Помню, как, увидев ее впервые, я от неожиданности
вообще забыла, зачем пришла: грозным начальником,
стоящим на страже законности в районе, оказалась обаятельная
улыбающаяся женщина в туфельках на шпильках и с
модной прической. Позже я слышала много историй от
офицеров угрозыска, когда-то работавших вместе со
следователем прокуратуры Скворчук по убийствам. Рассказывали,
что эта ее видимая хрупкость частенько сбивала с
толку матерых бандюг — на нее не раз готовились
покушения. Иногда с целью побега, а то и просто
чтобы свести счеты — так доставала на допросах
дотошная девчонка.
Порог городской прокуратуры она переступила
20-летней студенткой юрфака. Третьекурсницу
пригласил на следовательскую работу сам прокурор
области Константин Михайлович Матвеев. Причем,
заметил ее не на экзамене в вузе, а в музыкальном
театре, где они по воле случая несколько раз
оказывались рядом на премьерах и гастролях. Оба были
завзятыми театралами, не пропускали ни
одной новой постановки.
— В следователи надо идти именно в 20 лет, — убеждена
Светлана Александровна. — Тогда чувствуешь
романтику этой работы. Любить ее надо.
Любить? Я видела не так уж много криминальных
трупов — сейчас следователь за смену столько
поднимает. Но страшные эти картины до сих пор маячат
перед глазами. Такую романтику мне не понять…
— Тяжких преступлений в городе совершалось тогда,
правда, меньше, чем сейчас. Но каждое — хоть детектив
пиши. Работать было интересно. Выезжали на труп,
сразу на месте преступления составляли версии. И
начинали отрабатывать их вместе с оперативниками.
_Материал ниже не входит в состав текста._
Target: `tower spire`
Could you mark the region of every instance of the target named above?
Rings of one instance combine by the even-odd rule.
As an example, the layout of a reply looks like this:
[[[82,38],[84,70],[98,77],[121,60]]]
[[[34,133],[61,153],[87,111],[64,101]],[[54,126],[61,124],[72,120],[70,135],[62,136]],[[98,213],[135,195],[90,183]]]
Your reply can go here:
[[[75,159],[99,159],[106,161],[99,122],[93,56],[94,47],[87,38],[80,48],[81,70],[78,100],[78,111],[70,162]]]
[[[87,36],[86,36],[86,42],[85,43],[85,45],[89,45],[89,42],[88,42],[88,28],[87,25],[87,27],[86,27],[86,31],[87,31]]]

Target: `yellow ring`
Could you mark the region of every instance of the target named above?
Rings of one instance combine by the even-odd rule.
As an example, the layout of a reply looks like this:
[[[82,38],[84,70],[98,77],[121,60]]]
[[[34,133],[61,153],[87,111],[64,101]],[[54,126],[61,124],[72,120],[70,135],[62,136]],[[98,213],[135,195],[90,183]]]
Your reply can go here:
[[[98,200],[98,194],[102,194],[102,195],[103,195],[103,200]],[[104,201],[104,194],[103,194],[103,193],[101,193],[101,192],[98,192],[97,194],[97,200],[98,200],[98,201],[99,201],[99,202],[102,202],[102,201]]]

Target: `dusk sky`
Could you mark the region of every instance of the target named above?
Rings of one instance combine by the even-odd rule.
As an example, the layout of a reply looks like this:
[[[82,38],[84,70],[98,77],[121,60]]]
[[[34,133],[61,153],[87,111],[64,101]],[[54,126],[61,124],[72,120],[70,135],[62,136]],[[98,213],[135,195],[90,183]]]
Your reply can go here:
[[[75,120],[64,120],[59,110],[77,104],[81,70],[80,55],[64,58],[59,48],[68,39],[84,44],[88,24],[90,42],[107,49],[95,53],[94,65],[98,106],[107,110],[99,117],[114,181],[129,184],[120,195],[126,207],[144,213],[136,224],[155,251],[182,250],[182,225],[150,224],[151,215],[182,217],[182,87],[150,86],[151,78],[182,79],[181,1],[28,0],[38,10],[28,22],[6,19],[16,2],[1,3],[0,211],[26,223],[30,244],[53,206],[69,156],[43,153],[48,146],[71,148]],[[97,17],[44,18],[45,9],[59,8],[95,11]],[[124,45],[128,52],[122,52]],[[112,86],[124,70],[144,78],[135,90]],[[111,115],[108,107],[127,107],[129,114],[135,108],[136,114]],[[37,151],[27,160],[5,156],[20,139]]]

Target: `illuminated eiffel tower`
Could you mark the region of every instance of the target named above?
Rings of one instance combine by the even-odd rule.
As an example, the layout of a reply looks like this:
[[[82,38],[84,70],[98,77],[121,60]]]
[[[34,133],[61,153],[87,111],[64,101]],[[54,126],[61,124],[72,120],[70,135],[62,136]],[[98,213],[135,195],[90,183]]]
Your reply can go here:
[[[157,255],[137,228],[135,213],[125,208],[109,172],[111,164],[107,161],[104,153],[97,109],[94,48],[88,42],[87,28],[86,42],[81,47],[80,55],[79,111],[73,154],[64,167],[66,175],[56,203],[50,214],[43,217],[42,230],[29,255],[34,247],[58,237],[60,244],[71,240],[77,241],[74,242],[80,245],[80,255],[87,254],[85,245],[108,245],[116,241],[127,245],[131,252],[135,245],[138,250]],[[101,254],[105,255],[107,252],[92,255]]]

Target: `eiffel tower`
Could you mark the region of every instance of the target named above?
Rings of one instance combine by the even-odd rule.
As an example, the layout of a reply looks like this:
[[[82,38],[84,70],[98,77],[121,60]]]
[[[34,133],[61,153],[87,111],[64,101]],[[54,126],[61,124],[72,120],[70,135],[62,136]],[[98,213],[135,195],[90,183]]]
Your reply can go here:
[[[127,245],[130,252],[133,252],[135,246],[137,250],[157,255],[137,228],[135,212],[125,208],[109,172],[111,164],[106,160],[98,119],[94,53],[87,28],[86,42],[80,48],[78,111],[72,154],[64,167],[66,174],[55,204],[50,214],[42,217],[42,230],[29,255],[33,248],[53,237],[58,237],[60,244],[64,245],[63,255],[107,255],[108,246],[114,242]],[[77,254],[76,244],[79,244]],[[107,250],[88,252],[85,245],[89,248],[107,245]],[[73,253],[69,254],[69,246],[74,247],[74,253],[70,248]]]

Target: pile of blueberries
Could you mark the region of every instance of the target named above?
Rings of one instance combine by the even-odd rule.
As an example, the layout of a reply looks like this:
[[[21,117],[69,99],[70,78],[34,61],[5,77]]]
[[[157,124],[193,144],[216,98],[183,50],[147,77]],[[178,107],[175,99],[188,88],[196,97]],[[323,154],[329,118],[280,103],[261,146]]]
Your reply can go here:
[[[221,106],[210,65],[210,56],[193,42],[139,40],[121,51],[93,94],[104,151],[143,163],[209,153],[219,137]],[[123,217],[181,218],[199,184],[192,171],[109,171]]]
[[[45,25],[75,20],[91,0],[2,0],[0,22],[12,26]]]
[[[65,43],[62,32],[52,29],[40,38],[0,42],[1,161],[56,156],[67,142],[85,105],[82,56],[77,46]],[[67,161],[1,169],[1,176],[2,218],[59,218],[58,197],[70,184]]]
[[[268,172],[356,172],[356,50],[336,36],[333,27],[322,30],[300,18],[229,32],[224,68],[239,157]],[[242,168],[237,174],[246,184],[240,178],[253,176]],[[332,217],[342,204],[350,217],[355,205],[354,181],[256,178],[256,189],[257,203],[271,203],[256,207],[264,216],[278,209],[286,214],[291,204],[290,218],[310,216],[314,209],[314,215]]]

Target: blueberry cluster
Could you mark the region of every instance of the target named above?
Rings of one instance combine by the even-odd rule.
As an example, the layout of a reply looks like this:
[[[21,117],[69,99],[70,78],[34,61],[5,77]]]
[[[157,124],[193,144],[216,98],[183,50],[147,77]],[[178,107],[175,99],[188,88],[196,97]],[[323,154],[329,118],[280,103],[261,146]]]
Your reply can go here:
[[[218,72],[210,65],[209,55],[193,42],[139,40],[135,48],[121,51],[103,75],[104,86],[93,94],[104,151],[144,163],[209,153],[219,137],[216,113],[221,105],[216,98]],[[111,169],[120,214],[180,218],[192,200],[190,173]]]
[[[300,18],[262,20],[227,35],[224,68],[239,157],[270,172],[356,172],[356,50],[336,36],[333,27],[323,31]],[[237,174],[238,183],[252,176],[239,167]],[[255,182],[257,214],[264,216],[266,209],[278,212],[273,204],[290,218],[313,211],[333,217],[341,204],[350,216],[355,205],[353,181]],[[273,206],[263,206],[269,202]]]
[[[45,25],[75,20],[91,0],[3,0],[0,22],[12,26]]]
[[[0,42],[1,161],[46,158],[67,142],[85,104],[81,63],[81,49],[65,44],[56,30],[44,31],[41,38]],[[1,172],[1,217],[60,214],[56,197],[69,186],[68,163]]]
Добывали доказательства, тут же вместе закрепляли
их. В областном угрозыске работали тогда такие
профессионалы — Жданов, Костовский, Рудаков.
— А мальчики кровавые у вас в глазах не стояли? —
интересуюсь я. я интересующий меня вопрос
Светлана Александровна от вопроса ловко уклоняется:
— Да уж, сейчас я ни одну из девчонок на
расследование не поставлю. Ночь, трупы… Воспитание
теперь тепличное. Мы-то были другие.
31 декабря она сделала нарядную прическу и
возмечтала уже приняться за салатики и торт для
праздничного застолья. Звонок от Барского, заместителя
прокурора области, разрушил, как не раз бывало,
все ее планы: «Надо. Пожалуйста. Некому…»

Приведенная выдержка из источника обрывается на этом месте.